A Day In Wrigley Field History: September 28, 1948

Courtesy Mike Bojanowski

Not many people saw this game. Nor was it covered well in the newspapers.

The years of neglect had finally caught up with the Cubs. Just three years after they had won the National League pennant, they were reduced to fighting to stay out of last place.

1948 also brought labor strife to the Chicago newspaper industry. There was a strike of composing-room employees that lasted over a year, from late 1947 through early 1949. (Some think this might have been one of the reasons the famous "DEWEY DEFEATS TRUMAN" headline appeared in the Tribune that election day.)

It also resulted in articles that were "typeset" like this one:

Essentially, the writers and editors were writing these things on a typewriter, then photographing them, before they were placed on a printing plate (as opposed to being typeset with single metal letters, as had been done for decades).
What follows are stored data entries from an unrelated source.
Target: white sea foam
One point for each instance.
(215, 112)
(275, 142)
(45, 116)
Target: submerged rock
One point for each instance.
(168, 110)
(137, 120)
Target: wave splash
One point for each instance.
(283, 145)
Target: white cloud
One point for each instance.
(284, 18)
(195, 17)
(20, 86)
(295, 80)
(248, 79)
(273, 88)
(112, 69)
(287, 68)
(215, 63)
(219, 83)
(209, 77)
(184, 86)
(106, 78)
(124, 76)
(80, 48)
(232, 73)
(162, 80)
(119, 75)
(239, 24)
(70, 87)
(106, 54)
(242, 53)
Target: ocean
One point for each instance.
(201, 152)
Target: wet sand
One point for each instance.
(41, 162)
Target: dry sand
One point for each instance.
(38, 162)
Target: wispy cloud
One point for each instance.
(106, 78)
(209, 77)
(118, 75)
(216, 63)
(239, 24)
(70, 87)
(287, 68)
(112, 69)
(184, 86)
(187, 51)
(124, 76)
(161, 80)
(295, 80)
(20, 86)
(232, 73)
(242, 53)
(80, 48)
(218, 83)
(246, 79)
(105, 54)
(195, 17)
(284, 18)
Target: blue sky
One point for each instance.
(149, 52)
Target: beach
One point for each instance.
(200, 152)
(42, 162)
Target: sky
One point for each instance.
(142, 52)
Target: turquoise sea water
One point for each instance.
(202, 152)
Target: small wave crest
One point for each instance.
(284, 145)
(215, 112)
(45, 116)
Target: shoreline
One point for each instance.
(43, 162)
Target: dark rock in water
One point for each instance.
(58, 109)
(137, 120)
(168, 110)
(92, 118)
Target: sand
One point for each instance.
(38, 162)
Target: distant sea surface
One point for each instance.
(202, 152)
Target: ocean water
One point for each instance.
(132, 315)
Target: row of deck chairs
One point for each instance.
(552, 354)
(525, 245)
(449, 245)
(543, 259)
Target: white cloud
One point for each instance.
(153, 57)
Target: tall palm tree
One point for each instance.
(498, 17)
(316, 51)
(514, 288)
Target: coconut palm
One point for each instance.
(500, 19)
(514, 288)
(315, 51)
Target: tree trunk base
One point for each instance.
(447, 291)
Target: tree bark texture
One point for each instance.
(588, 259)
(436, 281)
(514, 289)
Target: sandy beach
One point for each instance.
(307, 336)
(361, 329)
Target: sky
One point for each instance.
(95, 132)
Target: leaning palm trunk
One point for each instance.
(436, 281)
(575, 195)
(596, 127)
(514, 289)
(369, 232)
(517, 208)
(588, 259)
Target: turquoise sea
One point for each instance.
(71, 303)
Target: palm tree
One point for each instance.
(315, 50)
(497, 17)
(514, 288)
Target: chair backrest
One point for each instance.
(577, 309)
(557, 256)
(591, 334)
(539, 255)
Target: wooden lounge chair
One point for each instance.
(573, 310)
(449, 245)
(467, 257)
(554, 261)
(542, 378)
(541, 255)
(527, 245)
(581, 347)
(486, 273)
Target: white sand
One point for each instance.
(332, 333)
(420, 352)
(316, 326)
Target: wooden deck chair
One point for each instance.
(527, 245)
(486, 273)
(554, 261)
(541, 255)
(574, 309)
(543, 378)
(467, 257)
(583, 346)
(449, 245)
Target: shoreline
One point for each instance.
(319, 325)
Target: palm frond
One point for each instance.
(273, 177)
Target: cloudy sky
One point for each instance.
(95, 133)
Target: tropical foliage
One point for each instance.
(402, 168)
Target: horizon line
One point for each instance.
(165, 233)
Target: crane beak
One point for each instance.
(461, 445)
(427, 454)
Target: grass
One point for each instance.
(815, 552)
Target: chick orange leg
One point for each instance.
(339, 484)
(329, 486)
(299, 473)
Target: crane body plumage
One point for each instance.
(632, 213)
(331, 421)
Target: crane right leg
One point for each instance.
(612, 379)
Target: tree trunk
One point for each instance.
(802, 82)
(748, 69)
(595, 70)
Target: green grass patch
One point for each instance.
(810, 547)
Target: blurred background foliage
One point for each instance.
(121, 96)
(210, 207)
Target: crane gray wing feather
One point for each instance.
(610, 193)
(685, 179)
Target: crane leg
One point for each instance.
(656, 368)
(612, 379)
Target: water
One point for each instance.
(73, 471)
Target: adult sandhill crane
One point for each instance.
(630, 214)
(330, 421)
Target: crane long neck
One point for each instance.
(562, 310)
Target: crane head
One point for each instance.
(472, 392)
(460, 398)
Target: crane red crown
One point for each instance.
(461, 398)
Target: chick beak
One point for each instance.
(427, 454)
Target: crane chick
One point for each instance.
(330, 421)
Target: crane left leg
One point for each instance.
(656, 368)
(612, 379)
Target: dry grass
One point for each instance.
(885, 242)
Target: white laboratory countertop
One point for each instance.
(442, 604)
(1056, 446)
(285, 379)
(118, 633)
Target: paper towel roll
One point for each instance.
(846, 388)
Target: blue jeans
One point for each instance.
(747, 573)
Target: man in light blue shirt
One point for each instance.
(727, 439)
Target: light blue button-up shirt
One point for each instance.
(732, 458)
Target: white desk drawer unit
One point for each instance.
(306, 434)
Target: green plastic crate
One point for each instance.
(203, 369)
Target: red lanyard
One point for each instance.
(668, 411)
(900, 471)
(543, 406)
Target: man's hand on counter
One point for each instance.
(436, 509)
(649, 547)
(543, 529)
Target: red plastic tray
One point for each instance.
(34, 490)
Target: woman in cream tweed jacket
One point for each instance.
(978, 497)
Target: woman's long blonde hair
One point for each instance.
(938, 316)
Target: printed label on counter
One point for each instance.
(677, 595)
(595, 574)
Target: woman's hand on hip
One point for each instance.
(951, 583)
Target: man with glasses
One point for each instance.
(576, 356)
The bylines for writers, at least in the sports sections I found in the Tribune archives, were eliminated. So the name of whoever wrote this recap is lost to the ages:

The Cubs and Cincinnati Reds went through an hour and 58 minutes of exercise yesterday in Wrigley field to shed some light on which of the two will eventually fall heir to the National league cellar berth. When the activities for the afternoon were over, the Cubs not only discovered that they had won, 6 to 2, but had tied Cincinnati for seventh place.

No extra police detail was needed to take care of the crowd yesterday, but the 3,451 fans who turned out for the jolly little affair went away well pleased with the Chicagoans' heroics.

That's actually pretty snarky writing for 1948. Maybe the writer, knowing his identity wouldn't be revealed in print, decided to be a little bit sarcastic. After all, the Cubs, from 1929-1945, had been one of the best teams in the National League. This was a tremendous fall from grace; not only did the Cubs lose two of their last three to finish last in the league for the second time in franchise history, but the day before the season ended, they lost to the Cardinals in St. Louis for their 90th defeat of 1948. It was the first time in franchise history the Cubs had lost 90 games. (By comparison, the woeful Phillies had 24 90-loss seasons by 1948.)

Cubs fans in 1948 could not imagine that their favorite team would lose 90 or more 10 times in the next 18 years. The team was entering the worst era in club history.